Despite the fact that the media is ignoring it, there are still plenty of geopolitical concerns when it comes to portfolios, not the least of which is Ukraine. The fact that everything continues to escalate seems to be something that the media is not focusing on, but considering that things are normally "priced into the market" by the time they happen, gold is something worth watching.
10 Year Yield and Gold
Cocoa
Cocoa. Yes, Cocoa. I'm talking about cocoa because it is a market that many of you probably don't trade but might have access to via the CFD markets. The futures markets have been very erratic over the last several months, and it's probably worth knowing that the price of cocoa is up about 2 1/2 times since New Year's Day 2024. Recently, we have seen cocoa shoot straight up in the air again, so it is worth paying close attention to what's going on. It looks like somewhere near the $7000/ton level there is a massive amount of support, and near the $10,000/ton level there is significant resistance. However, it looks like we are going to do everything we can to try to break above it.

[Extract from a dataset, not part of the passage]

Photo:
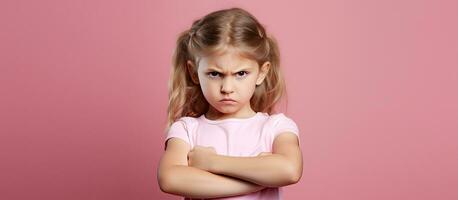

It is because of this that I'll be watching for short-term dips that I can buy into. Cocoa is not something that I hang on to long-term, because quite frankly, it's a lot like natural gas in the sense that it is driven by weather. West Africa is a major producer of this commodity, and it has seen fairly erratic weather patterns as of late. I believe this is going to be a market that remains active for a couple of months.
Cocoa
The rest of the week
The rest of the week will certainly focus on employment figures out of the United States, which are expected to be robust. The United States is expected to add 218,000 jobs for the previous month, and I would postulate that anything above 225,000 jobs probably has the US dollar rallying quite significantly. It's also worth noting that the US dollar is at extreme levels against the euro, the New Zealand dollar, the Australian dollar, and many others. Particularly interesting these days are the emerging market currencies, as they look particularly vulnerable. Malaysian ringgit anyone? (I'm looking for a move above the 4.50 MYR level to start going long USD/MYR.)